Environmental Science & Technology | 2016
Hongjie Wang; Minhan Dai; Jinwen Liu; Shuh-Ji Kao; Chao Zhang; Wei-Jun Cai; Guizhi Wang; Wei Qian; Meixun Zhao; Zhenyu Sun
Coastal hypoxia is an increasingly recognized environmental issue of global concern to both the scientific community and the general public. We assessed the relative contributions from marine and terrestrially sourced organic matter that were responsible for oxygen consumption in a well-studied seasonal coastal hypoxic zone, the East China Sea off the Changjiang Estuary. Our fieldwork was conducted in August 2011 during reinstatement of a subsurface hypoxia, when we observed a continuous decline of dissolved oxygen along with production of dissolved inorganic carbon resulting from organic carbon remineralization. On the basis of a three end-member mixing model and determinations of the stable isotopic compositions of dissolved inorganic carbon (δ(13)CDIC), the end product of particulate organic carbon (POC) degradation, we quantified the δ(13)C value of the remineralized organic carbon (δ(13)COCx), which was -18.5 ± 1.0‰. This isotopic composition was very similar to the δ(13)C of marine sourced POC produced in situ (-18.5 ± 0.3‰) rather than that of the terrestrially sourced POC (-24.4 ± 0.2‰). We concluded that marine-sourced organic matter, formed by eutrophication-induced marine primary production, was the dominant oxygen consumer in the subsurface hypoxic zone in the East China Sea off the Changjiang Estuary.

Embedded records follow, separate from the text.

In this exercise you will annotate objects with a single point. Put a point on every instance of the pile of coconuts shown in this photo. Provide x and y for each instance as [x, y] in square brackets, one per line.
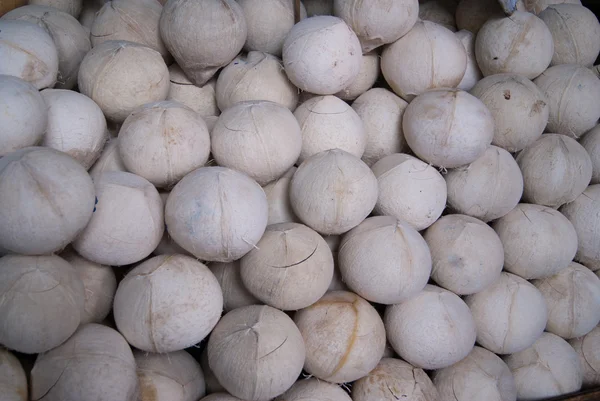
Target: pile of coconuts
[326, 200]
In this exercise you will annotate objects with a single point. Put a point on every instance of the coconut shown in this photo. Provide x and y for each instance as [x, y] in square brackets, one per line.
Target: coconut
[448, 128]
[438, 60]
[46, 200]
[410, 190]
[28, 52]
[259, 138]
[333, 191]
[270, 345]
[330, 41]
[488, 188]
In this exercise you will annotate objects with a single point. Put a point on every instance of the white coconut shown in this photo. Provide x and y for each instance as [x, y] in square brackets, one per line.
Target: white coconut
[333, 191]
[23, 116]
[217, 214]
[95, 364]
[54, 204]
[269, 344]
[330, 41]
[572, 91]
[28, 52]
[488, 188]
[448, 128]
[410, 190]
[259, 138]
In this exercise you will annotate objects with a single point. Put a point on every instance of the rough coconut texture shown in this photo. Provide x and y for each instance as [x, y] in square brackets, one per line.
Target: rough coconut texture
[510, 314]
[95, 364]
[76, 125]
[448, 128]
[381, 113]
[259, 138]
[549, 368]
[28, 52]
[488, 188]
[203, 36]
[174, 319]
[255, 76]
[344, 337]
[410, 190]
[127, 223]
[572, 91]
[164, 141]
[217, 214]
[519, 107]
[333, 191]
[480, 376]
[290, 268]
[269, 345]
[322, 55]
[59, 202]
[23, 115]
[520, 44]
[71, 40]
[437, 59]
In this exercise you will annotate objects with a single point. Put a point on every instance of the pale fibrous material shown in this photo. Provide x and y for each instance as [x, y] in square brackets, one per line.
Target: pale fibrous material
[95, 364]
[173, 320]
[448, 128]
[290, 268]
[510, 314]
[333, 192]
[270, 346]
[344, 337]
[217, 214]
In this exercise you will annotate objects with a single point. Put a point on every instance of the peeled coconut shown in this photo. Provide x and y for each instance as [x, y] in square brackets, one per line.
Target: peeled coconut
[333, 191]
[268, 343]
[448, 128]
[95, 364]
[438, 60]
[203, 36]
[488, 188]
[344, 337]
[217, 214]
[28, 52]
[410, 190]
[329, 41]
[23, 115]
[54, 204]
[259, 138]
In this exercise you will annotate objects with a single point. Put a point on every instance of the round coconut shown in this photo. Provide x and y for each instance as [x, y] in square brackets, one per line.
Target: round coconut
[23, 118]
[59, 196]
[290, 268]
[28, 52]
[572, 91]
[519, 107]
[438, 60]
[549, 368]
[189, 30]
[410, 190]
[332, 42]
[259, 138]
[128, 221]
[344, 337]
[510, 314]
[270, 345]
[175, 319]
[217, 214]
[95, 364]
[43, 300]
[488, 188]
[333, 191]
[448, 128]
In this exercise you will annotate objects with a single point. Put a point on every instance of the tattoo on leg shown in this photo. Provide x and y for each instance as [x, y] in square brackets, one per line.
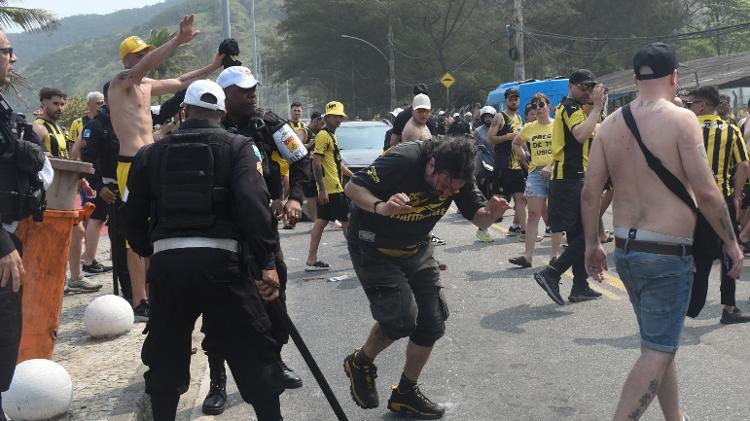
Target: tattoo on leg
[645, 400]
[127, 74]
[379, 333]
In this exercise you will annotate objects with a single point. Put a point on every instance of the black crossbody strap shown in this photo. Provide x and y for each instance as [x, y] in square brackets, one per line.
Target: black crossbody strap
[673, 183]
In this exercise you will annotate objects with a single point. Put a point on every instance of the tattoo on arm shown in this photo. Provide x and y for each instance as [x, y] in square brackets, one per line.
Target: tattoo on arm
[318, 172]
[702, 151]
[726, 225]
[127, 74]
[645, 400]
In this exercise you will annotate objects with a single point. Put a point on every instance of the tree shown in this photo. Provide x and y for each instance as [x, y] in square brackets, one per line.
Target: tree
[34, 20]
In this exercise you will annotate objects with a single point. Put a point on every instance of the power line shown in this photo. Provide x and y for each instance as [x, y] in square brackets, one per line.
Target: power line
[683, 36]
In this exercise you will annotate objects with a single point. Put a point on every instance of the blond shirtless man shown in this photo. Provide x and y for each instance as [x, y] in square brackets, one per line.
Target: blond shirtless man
[653, 227]
[416, 127]
[129, 101]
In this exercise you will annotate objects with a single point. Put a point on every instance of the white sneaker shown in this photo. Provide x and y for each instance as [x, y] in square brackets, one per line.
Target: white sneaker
[484, 236]
[82, 284]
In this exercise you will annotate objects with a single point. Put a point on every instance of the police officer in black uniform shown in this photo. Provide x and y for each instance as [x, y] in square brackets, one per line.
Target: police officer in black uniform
[24, 174]
[244, 118]
[196, 200]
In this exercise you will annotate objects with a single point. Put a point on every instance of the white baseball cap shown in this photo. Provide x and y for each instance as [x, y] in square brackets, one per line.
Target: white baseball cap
[198, 89]
[239, 76]
[421, 101]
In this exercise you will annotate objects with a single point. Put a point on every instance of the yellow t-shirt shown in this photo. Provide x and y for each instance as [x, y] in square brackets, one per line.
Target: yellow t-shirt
[538, 138]
[76, 127]
[283, 165]
[326, 146]
[55, 141]
[515, 125]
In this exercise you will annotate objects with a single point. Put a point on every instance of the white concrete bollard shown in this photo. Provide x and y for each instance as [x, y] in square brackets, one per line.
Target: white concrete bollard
[108, 316]
[41, 389]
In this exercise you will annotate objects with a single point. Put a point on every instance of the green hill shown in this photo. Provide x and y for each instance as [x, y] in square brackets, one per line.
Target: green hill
[77, 28]
[86, 64]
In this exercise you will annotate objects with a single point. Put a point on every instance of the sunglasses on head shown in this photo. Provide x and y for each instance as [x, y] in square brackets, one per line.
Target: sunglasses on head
[588, 87]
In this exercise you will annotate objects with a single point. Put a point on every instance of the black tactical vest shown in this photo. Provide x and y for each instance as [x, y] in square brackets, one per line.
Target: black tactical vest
[191, 171]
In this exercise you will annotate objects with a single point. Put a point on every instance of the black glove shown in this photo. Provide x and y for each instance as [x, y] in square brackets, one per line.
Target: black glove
[231, 51]
[271, 118]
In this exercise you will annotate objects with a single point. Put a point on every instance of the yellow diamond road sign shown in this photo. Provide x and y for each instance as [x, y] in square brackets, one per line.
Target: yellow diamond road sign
[447, 80]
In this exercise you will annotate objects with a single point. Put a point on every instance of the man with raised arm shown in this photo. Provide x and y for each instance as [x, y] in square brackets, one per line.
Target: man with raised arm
[130, 95]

Environmental Science & Technology | 2014
Guizhi Wang; Wenping Jing; Shuling Wang; Yi Xu; Zhangyong Wang; Zhouling Zhang; Quanlong Li; Minhan Dai
We identified a barely noticed contributor, submarine groundwater discharge (SGD), to acidification of a coastal fringing reef system in Sanya Bay in the South China Sea based on time-series observations of Ra isotopes and carbonate system parameters. This coastal system was characterized by strong diel changes throughout the spring to neap tidal cycle of dissolved inorganic carbon (DIC), total alkalinity, partial pressure of CO2 (pCO2) and pH, in the ranges of 1851-2131 μmol kg(-1), 2182-2271 μmol kg(-1), 290-888 μatm and 7.72-8.15, respectively. Interestingly, the diurnal amplitudes of these parameters decreased from spring to neap tides, governed by both tidal pumping and biological activities. In ebb stages during the spring tide, we observed the lowest salinities along with the highest DIC, pCO2 and Ra isotopes, and the lowest pH and aragonite saturation state. These observations were consistent with a concurrent SGD rate up to 25 and 44 cm d(-1), quantified using Darcys law and (226)Ra, during the spring tide ebb, but negligible at flood tides. Such tidal-driven SGD of low pH waters is another significant contributor to coastal acidification, posing additional stress on coastal coral systems, which would be even more susceptible in future scenarios under higher atmospheric CO2.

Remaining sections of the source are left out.